La sentenza di primo grado sulla tragedia dell’ex Ilva di Taranto che ha seminato per decenni tumore e morte fra i lavoratori dell’acciaieria, gli abitanti del quartiere Tamburi e in tutto il territorio di Taranto,ha sortito 26 condanne per tre secoli di carcere.
La strage di stato della transizione capitalistica nel Mezzogiorno d’Italia non ha risparmiato bambini,donne,uomini,animali,vegetazione,mare.
I governi Berlusconi, Monti,Letta,Renzi sulla emissioni cancerogene non hanno fatto quasi nulla.
Trasformare la più grande acciaieria d’Europa in un parco divertimenti o in un un museo archeologico industriale,modello Ruhr tedesca ,in alternativa alla produzione cancerogena, proposta da Beppe Grillo,era una battuta delle tante del comico M5S.
Sulla dicotomia lavoro – salute vi è poco da analizzare.
Sono decenni che comitati,sindacati di base,ambientalisti,scienziati,medici sottolineano che tra lavoro e cancro e’ meglio il lavoro in sicurezza per lavoratori e famiglie.
Discorso inutile per gli esperti del Pil che con evidenza non hanno mai vissuto il ricatto: o muori di fame o lavori rischiando il cancro.
L’ex presidente della regione Nicki Vendola,che si è preso 3 anni e mezzo per disastro ambientale, ha le sue fondate ragioni per rivendicare la sua buona fede.
Fu eletto per due mandati a governare la Puglia, pure perché si era opposto alla legge del profitto dei Riva con decretazione ad hoc contro l’inquinamento.

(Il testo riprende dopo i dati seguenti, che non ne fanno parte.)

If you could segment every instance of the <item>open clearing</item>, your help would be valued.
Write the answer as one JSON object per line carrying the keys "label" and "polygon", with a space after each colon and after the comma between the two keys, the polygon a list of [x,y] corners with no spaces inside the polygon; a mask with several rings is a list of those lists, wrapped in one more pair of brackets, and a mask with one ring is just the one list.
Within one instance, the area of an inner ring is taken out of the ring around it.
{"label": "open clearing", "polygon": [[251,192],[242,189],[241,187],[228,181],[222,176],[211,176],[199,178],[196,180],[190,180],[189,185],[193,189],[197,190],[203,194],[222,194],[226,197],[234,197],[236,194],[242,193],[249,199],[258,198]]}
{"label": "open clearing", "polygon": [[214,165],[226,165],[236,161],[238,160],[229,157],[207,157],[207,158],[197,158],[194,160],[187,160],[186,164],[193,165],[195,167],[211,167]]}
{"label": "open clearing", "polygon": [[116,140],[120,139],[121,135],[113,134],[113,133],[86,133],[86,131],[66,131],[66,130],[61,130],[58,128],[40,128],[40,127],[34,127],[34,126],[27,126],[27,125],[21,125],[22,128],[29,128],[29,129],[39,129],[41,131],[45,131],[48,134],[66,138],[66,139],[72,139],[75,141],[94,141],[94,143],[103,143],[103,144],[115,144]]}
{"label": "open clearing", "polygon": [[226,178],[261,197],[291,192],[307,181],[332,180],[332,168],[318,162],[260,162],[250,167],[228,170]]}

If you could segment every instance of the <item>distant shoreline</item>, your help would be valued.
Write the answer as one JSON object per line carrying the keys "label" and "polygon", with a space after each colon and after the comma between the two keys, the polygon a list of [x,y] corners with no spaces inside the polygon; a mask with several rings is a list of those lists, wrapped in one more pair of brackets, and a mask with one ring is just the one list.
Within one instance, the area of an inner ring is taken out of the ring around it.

Ma nessuna ragione può fermare il diritto ad un risarcimento storico ai cittadini coinvolti e ai parenti delle vittime che si sono costituiti parte civile.
L’opinione pubblica si è divisa:chi dice che siamo di fronte ad una sentenza storica che mette il disatro ambientale del capitalismo inquinante fra i peccati capitali.
C’è chi critica lo stato e la magistratura, prima per la indifferenza sulla questione,poi per la vendetta verso i privati (i fratelli Riva che hanno rilevato la fabbrica dallo stato).
Il problema, come dicono gli operai intervistati, è che anche ora la fabbrica inquina, anche ora ci si ammala,anche se con la confisca è ritornata azienda di stato.
Le sentenze facciano il loro corso,ti dice la parte lesa, ma intanto si chiudano gli impianti a caldo e non si faccia pagare agli operai i costi della riconversione produttiva in energia pulita.
La chiusura dell’impianto e il ricollocamento di tutti gli operai e lavoratori verso una produzione green sarebbe una soluzione rivoluzionaria che metterebbe in essere la transizione ecologica auspicata coram
populo.
Adesso vediamo di che pasta son fatti il governo, i governi regionali, i sindacati confederali, la Confindustria e le istituzioni che auspicano un futuro per tutti.